Adding more logical registers doesn't have to break application compatibility. Intel added x87, MMX ... extensions with their new register sets all without breaking compatibility. They even doubled the integer register set in x86_64 with the REX prefix. New programs could use these features and their register sets without existing programs being broken.
What register renaming allows is to increase the performance of both new and existing programs, which is no mean feat. It allows the CPU scheduler to search for more out-of-order parallelism rather than relying on the compiler to find in-order parallelism.
This binary compatibility doesn't seem very important now, don't break userspace excepted, but it was then. Compatibility made IBM and Intel hundreds of billions of dollars.
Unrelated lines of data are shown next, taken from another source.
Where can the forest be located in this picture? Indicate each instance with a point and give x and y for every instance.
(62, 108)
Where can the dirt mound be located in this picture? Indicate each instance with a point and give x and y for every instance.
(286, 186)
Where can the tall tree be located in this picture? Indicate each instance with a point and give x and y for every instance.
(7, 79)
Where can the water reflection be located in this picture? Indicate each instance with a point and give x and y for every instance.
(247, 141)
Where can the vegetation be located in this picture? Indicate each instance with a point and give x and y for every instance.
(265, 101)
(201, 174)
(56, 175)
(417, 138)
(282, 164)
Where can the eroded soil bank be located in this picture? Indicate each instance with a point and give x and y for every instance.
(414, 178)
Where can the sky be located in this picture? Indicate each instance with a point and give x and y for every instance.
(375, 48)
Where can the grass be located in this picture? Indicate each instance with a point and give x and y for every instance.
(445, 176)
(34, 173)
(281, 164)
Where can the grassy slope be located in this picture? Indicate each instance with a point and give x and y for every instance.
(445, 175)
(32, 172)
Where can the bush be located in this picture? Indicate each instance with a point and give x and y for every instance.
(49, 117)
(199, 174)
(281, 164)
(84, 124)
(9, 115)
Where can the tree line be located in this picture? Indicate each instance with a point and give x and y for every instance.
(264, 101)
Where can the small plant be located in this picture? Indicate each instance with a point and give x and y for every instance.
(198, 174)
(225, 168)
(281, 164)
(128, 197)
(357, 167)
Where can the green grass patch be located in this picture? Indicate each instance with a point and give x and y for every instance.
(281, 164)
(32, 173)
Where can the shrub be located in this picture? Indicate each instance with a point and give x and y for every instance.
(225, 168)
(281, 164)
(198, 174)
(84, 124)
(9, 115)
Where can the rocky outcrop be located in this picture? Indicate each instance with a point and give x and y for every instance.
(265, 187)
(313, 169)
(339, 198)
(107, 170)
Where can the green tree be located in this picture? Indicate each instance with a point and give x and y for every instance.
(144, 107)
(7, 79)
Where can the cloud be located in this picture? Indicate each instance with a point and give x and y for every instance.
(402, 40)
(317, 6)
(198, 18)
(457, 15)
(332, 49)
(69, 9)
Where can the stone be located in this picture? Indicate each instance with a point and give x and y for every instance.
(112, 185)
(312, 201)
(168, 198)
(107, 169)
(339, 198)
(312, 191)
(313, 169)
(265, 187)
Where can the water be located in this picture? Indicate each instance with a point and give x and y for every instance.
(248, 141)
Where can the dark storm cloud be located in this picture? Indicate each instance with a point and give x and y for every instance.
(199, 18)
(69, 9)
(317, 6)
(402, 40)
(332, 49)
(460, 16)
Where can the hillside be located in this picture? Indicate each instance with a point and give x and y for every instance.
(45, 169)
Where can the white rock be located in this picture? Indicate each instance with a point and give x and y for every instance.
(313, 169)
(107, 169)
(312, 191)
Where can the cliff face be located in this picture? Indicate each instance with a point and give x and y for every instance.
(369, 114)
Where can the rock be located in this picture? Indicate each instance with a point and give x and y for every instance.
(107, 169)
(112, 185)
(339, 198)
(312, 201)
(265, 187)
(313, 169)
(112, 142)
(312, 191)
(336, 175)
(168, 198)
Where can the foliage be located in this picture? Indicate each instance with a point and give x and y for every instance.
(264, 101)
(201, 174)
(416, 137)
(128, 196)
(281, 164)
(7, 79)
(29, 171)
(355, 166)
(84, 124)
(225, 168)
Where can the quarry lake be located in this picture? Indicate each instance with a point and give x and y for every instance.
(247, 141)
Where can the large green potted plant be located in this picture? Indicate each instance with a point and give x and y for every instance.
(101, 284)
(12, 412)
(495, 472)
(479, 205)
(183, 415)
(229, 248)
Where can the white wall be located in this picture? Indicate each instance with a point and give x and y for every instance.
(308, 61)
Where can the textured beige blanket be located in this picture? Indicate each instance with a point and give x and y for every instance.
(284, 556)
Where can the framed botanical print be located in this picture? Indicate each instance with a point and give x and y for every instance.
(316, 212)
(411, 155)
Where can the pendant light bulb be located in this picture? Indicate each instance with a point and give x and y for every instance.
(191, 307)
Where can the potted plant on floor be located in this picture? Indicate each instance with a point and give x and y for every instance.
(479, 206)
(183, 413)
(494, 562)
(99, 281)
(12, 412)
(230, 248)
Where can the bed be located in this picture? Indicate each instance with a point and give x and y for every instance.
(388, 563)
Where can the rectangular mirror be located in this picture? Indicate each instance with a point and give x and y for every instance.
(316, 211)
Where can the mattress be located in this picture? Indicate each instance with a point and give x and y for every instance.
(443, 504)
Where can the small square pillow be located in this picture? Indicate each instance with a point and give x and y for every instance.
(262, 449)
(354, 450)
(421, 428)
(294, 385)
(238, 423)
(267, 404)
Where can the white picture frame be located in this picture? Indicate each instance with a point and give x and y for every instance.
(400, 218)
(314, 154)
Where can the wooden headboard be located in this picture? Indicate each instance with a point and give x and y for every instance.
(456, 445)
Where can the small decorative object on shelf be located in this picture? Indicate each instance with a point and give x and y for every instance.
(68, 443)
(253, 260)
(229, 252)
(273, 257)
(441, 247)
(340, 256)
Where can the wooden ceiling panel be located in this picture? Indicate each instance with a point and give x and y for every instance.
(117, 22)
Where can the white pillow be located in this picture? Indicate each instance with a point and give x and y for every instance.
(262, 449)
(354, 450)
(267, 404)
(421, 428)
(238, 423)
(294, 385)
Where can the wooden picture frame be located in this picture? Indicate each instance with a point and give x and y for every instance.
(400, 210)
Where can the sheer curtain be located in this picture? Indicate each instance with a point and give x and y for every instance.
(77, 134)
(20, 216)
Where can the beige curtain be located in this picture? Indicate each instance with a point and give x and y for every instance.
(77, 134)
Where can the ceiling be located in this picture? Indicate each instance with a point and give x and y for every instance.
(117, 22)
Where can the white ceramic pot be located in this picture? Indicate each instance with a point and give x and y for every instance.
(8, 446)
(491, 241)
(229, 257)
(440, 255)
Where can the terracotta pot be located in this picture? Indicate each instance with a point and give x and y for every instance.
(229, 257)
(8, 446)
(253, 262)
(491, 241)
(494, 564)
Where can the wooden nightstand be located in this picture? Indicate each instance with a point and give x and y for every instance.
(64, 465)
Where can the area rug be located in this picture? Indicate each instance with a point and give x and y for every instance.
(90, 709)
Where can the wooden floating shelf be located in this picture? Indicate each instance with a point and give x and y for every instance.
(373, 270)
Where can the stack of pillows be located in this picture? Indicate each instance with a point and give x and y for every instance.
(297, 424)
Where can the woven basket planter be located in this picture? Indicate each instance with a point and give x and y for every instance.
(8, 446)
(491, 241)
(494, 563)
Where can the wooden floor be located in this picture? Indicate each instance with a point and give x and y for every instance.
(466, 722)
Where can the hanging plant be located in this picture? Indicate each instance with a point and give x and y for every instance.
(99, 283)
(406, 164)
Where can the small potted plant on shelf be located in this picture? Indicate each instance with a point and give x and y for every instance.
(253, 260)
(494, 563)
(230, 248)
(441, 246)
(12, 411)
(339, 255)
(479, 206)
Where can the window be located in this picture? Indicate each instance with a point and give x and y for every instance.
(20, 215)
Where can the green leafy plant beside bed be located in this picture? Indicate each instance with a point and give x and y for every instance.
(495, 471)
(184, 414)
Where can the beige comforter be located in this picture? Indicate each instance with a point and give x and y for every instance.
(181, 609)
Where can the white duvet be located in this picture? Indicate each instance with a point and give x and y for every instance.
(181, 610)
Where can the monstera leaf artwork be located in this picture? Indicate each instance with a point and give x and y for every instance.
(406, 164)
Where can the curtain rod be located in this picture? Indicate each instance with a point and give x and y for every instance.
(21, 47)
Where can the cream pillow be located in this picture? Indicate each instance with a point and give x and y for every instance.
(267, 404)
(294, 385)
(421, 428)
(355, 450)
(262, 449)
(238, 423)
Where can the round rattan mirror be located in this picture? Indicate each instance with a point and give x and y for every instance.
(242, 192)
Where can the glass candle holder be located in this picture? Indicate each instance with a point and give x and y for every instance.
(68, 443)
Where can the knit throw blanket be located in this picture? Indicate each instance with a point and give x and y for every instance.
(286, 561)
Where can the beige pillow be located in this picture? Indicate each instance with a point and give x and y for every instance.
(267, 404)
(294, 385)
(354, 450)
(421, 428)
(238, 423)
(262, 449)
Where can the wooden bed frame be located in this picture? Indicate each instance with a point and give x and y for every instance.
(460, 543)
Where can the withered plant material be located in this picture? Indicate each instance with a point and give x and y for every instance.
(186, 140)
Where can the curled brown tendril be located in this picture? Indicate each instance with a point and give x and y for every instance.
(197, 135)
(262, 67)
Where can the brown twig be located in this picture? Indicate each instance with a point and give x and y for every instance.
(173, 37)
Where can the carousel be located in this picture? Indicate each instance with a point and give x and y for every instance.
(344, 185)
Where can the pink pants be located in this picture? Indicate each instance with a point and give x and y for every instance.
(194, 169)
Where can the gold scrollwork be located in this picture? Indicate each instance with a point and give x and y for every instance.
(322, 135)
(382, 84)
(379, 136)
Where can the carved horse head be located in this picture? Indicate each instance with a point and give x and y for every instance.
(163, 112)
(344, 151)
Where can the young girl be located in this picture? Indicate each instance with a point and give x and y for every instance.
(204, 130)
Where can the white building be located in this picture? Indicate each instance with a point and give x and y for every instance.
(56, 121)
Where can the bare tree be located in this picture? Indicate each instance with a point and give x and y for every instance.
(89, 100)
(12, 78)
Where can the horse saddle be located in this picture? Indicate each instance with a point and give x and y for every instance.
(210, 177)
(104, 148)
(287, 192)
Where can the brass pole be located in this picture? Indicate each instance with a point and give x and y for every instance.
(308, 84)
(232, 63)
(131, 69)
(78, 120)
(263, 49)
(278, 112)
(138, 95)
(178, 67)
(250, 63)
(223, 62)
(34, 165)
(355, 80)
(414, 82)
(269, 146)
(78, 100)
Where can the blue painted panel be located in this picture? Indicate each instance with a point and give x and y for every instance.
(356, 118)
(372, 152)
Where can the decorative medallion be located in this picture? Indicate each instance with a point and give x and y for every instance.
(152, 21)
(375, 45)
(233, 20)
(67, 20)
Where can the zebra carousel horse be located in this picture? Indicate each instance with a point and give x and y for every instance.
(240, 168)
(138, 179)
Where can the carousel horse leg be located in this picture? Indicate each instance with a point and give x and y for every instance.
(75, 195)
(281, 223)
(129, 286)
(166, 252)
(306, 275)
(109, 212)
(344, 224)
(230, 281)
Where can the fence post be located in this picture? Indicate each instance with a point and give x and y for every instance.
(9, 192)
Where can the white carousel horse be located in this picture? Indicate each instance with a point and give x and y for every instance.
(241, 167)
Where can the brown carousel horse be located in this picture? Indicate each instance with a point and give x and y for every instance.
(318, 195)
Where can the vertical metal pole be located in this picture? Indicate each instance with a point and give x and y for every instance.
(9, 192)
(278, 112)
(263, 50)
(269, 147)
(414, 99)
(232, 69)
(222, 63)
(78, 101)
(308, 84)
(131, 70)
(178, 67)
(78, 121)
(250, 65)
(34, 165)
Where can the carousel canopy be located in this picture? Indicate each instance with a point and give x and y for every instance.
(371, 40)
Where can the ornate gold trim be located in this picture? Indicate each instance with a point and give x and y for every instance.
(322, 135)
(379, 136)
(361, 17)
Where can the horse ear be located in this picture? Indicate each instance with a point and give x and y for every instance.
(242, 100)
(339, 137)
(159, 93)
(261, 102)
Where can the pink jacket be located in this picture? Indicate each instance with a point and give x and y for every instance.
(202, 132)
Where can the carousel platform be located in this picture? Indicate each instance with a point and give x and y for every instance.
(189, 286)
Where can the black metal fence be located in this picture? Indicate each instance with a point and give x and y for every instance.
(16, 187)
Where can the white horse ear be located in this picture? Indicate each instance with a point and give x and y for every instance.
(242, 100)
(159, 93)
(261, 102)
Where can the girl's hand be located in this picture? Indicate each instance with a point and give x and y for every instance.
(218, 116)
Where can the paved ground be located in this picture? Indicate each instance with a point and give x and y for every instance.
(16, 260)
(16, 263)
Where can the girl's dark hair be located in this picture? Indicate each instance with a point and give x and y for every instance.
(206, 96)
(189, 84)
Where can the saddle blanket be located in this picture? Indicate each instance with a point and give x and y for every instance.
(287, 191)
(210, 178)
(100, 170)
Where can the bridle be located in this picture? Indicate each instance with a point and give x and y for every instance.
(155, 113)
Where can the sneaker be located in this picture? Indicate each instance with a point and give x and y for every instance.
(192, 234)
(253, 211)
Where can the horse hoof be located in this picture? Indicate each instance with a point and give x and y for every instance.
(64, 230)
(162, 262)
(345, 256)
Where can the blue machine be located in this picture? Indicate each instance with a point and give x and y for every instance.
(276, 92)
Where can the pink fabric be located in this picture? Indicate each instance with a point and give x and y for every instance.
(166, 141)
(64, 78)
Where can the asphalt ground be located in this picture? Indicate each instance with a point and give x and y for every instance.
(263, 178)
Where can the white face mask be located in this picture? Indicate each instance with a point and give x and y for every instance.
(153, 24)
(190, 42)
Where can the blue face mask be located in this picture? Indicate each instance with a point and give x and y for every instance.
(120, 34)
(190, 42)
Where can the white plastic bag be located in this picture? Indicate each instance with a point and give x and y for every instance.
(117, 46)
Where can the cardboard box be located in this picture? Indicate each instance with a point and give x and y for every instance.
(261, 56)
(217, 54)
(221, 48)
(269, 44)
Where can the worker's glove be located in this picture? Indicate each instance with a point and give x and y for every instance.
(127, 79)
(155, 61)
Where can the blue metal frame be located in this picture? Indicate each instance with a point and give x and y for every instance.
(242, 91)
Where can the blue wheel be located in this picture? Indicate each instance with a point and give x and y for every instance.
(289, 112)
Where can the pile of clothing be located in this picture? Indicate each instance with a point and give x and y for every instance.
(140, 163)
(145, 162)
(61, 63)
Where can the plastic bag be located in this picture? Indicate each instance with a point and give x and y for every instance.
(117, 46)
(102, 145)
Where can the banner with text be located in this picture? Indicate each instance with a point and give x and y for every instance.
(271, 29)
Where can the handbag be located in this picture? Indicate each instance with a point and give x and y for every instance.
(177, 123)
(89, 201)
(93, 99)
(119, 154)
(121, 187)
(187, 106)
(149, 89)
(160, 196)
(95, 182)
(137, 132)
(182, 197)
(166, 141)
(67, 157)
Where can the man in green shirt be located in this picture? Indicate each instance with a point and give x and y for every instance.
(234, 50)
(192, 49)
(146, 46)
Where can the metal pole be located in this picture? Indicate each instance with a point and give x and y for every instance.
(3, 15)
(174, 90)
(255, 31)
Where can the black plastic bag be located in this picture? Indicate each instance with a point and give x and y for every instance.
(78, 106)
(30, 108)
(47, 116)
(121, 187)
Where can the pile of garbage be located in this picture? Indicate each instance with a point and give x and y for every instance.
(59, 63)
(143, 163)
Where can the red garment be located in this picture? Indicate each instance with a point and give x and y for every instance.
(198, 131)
Adding those registers each time at the bare minimum broke OS compatibility in order to enable them, and required kernel changes to save and restore the new architectural registers. Adding to the physical register file allows existing code (including kernel space) to take advantage of it. There's been some extensions lately like xsave that try to address that, but they're not fully embraced by major kernels AFAIK.
Tomasulo's register renaming algorithm (1967) comes from an era when you bought the computer and the operating system together. So OS compatibility was their problem. That's not our era but the resulting in-order vs out-of-order war is long over.
Register renaming enabled out-of-order execution. The 90s were a competition between in-order compiler based scheduling and out-of-order CPUs. The in-order proponents said that out-of-order was too power hungry, too complex and wouldn't scale. Well, it did. Even the Itanium which was the great in-order hope, its last microarchitecture, Poulson, had out-of-order execution.
Ultimately, out-of-order won the war but in-order survives for low power low complexity designs; the A53 is in-order. Skylake Server has 180 physical registers with an out-of-order search window of 224.
In the 1960s, os compat was your problem as the end user too. There wasn't the strict divide between OS code and user code in the same way. The 360/91 that Tomasulo's algorithm originally shipped on didn't even have an MMU to separate your code from the kernel.
Additionally, compiler tech wasn't anywhere near where it was today, and high perf code was written in ASM. Therefore existing code would have to be rewritten to use more registers, but the 360/91 ran existing code just fine (which was very important for the 360/91's main customers).
x87 and MMX's register encodings exist in (mostly) separate parts of the x86 operand encoding map. That's in contrast to GPRs, which have to squeeze into 3 (sometimes 4, with the REX prefix) bits.
That's where the incompatibility comes from -- x86-64 required an entirely new prefix to merely double the GPRs; adding a few hundred more would require some very substantial changes to the opcode map and all decoders already out there.
When x87+MMX were added, existing programs ran unchanged. When x86-64 doubled the register sets, many existing programs ran unchanged (some features were dropped). Compatibility was largely maintained. That compatibility was what AMD wagged in Intel's face when Intel was trying to pivot to Itanium. Intel had to then take the walk of shame and adopt AMD's approach.
Seriously, Intel took a long view towards this. x87 was a wart on the side of mole and still its unholy marriage with MMX (they shared a register set) allowed existing programs to run while creating a compatibility barrier to competitors. Competitors had to be compatible and bug compatible. The guy tasked with doing this at Transmeta almost had a nervous breakdown, not from compatibility (easy) but from bug compatibility.
I'm not saying it's impossible! They certainly have plenty of space in the EVEX scheme. But extending the GPRs is a much bigger lift, tooling-wise, than is adding a relatively disjoint ISA extension. Even if they can do it while preserving older encodings, it's just another speedbump at a time when Intel is probably anxious to make x86-64 as frictionless as possible.
Besides, register renaming seems to be working splendidly at the uarch level. Why complicate the architectural model when the gains are already present?
> Even if they can do it while preserving older encodings, it's just another speedbump at a time when Intel is probably anxious to make x86-64 as frictionless as possible.
Just wanted to throw out there that it was AMD that came up with x86-64's ISA rather than Intel. Intel was still pushing Itanium hard at the time.
And, regardless of how many logical registers you have you need to have more physical registers. These are needed for out-of-order (OOO) execution and speculative execution. An OOO super-scalar speculative CPU can have hundreds of instructions in flight and these instructions all need physical registers to work on. If you don't have excess physical registers you can't do OOO or speculative execution.